Every alternate day he sets out at 5 am to procure vegetables from farmers who have been supplying farm produce directly in several pockets of the city. He then takes his wares to various housing societies and residential colonies for selling. "I had to do something to sustain my family.
Apart from our daily bread, I also need to pay for water, rations, and other essentials," said Kumar. Just like him, several other kaali-peeli and autorickshaw drivers have ditched their wheels and taken up other jobs to support their families. Sai Pawar , a kaali-peeli driver, has taken up a job as a loader in a relief camp.
Pawar now unloads goods from trucks and also helps clean a relief camp set up in Mumbai suburbs.
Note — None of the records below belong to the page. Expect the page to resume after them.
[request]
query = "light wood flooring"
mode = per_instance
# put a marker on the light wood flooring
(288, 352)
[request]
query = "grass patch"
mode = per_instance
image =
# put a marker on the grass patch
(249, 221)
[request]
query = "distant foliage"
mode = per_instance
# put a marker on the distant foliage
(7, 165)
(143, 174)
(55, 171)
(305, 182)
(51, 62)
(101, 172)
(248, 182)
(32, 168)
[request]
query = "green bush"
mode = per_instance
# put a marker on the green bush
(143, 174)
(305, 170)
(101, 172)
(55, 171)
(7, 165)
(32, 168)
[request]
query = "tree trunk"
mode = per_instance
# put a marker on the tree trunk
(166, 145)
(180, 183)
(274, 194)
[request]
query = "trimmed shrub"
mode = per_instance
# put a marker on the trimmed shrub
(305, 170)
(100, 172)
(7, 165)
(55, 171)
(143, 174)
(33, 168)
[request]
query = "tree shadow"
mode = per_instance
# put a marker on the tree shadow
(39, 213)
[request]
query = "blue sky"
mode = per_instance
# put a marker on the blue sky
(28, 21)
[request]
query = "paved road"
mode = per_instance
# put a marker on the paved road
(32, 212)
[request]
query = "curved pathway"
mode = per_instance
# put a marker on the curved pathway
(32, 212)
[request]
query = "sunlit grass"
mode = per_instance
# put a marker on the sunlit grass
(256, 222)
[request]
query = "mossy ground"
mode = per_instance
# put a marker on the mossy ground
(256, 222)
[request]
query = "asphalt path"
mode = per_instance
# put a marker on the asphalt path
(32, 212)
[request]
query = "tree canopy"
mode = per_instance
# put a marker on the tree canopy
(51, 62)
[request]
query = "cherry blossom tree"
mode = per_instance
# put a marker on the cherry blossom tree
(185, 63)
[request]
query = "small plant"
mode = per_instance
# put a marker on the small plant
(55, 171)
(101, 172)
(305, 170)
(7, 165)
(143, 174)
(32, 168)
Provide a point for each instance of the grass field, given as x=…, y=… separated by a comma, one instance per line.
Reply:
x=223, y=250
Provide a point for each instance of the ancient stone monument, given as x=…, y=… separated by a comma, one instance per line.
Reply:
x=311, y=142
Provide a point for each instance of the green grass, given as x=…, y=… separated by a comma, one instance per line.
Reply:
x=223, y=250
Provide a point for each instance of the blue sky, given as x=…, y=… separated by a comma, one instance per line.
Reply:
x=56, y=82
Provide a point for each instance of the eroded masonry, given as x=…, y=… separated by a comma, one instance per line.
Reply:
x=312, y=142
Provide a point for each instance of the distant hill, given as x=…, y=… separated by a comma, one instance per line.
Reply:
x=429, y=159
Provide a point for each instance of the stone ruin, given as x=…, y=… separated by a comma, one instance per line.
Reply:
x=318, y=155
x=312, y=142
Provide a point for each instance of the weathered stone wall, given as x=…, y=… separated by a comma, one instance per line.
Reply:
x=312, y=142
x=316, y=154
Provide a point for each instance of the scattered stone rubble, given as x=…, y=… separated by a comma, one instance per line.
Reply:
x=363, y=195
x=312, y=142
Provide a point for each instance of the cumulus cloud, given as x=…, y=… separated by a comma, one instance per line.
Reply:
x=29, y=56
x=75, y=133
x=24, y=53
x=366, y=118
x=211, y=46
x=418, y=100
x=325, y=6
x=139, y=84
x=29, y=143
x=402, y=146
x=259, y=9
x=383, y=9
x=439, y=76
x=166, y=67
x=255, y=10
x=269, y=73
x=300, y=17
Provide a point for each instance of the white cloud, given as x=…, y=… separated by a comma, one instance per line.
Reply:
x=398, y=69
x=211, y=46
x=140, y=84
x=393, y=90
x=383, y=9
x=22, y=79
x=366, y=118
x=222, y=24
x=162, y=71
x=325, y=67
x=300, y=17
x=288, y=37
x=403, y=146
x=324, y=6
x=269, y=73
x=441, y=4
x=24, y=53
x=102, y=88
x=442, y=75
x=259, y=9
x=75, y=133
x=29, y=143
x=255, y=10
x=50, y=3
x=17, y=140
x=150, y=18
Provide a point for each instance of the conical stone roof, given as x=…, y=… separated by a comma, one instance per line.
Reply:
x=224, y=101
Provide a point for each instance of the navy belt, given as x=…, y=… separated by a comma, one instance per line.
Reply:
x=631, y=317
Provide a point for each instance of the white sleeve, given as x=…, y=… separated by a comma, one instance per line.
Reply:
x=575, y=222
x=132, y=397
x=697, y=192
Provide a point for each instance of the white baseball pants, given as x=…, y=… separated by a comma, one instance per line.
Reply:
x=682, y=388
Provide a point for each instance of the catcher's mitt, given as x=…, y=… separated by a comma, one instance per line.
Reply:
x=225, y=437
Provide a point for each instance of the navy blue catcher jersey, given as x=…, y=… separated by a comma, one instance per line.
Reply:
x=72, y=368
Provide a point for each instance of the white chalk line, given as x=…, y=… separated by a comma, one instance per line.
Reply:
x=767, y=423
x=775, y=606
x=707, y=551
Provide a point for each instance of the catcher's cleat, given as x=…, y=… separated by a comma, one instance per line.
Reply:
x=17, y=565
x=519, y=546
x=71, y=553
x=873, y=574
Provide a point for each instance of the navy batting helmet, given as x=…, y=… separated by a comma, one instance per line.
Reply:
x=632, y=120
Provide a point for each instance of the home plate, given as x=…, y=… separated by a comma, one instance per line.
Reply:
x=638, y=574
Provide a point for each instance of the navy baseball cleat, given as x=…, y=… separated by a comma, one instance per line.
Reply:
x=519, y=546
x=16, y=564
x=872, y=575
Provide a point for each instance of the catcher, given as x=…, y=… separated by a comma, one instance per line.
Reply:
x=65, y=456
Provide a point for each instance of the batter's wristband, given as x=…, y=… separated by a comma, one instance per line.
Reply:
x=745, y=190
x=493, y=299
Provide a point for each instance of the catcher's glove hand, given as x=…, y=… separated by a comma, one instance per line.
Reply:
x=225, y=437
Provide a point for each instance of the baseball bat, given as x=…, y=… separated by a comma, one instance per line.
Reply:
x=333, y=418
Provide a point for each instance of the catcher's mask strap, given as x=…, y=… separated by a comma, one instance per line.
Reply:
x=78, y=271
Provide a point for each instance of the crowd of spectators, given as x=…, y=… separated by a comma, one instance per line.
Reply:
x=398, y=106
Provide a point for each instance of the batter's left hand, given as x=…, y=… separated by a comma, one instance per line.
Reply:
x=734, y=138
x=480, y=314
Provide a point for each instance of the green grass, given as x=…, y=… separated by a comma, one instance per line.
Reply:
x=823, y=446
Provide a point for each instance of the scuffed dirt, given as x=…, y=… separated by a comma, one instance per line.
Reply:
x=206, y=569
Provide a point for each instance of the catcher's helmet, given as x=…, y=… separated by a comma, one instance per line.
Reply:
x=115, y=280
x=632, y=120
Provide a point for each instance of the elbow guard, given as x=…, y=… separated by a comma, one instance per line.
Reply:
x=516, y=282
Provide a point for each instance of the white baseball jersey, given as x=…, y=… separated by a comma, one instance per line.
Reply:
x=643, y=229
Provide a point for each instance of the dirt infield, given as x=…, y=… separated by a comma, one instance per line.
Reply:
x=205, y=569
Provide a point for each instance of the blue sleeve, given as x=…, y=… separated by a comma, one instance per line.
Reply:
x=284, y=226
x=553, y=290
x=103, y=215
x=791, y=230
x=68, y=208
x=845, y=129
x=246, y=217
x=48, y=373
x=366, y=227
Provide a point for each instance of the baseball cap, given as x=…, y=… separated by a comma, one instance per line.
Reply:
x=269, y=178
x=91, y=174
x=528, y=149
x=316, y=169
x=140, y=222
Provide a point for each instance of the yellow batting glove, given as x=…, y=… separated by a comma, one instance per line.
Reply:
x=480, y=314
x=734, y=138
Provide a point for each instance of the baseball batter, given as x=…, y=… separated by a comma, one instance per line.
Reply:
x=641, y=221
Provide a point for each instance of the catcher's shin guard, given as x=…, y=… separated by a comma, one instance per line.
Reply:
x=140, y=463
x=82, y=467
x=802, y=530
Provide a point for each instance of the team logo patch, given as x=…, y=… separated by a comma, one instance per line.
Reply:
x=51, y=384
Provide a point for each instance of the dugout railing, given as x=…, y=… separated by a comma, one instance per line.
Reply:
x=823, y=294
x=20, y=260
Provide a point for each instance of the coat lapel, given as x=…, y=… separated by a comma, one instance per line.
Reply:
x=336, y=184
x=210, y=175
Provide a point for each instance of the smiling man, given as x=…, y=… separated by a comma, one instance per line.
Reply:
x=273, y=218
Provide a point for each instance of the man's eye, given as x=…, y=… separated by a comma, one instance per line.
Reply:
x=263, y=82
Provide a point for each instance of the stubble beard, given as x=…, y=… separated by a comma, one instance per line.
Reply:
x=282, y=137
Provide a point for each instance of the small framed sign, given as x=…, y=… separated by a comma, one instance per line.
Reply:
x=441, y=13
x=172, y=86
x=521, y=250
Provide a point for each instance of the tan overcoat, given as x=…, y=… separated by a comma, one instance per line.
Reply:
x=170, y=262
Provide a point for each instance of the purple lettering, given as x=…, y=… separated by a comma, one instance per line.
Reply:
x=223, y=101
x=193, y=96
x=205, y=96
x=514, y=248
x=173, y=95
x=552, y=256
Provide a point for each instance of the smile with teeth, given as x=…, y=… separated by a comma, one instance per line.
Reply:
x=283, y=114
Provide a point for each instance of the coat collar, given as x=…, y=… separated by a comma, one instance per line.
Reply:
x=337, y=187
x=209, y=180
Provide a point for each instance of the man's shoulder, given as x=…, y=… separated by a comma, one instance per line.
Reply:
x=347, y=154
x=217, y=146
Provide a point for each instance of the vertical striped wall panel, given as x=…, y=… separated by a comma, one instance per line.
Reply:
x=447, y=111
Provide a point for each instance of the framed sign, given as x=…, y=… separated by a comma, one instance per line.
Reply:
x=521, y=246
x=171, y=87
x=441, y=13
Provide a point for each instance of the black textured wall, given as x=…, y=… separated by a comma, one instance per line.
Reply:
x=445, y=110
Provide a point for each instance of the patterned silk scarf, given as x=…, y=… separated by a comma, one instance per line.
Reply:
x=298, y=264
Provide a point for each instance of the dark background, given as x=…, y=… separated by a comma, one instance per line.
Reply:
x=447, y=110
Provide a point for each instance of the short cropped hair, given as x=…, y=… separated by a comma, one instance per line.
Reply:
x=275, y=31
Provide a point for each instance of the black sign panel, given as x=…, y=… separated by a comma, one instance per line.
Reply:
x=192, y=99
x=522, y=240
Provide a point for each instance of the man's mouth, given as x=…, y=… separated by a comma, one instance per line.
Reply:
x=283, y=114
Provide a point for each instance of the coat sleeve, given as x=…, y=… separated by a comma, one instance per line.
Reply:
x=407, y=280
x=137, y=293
Earlier, Pawar earned Rs 30,000 per month on an average, but now his weekly income is between Rs 2,500 and Rs 3,000.
"Every alternate day, a relief truck picks me up from Dadar. I do the loading and unloading work at the camps and then help in sanitisation as well," he said. "I believe no job is small. I have a family to care for, so I have taken up this job because no other job is available during lockdown.
I believe this is just a temporary phase and this too shall pass," he philosophically observes. Apart from providing two meals to his family, Ramesh Singh, 39, has to buy medicines for his mother, who is asthmatic and diabetic.
As these medicines are costly, Singh, who once used to be an autorickshaw driver, has started selling vegetables door to-door, along with his wife.
"My brother-in-law is a vegetable seller. Since lockdown, no market is open, so almost every vendor in the city has started door-to-door delivery. We have joined him, too, and are earning a small income," Singh said.
Surprisingly, not one of these men displayed negativity or blamed anyone for their plight. Rather, they were all inclined to be optimistic and insistent that this was just a phrase. "The whole world is in danger now. There is no point in playing blame games.
Everyone is doing their best," felt Kumar. "This is a pandemic and wasn't started by anyone intentionally. If we blame people, this will affect their morale badly. All I can do is be positive and hope things get better at the earliest," said Pawar.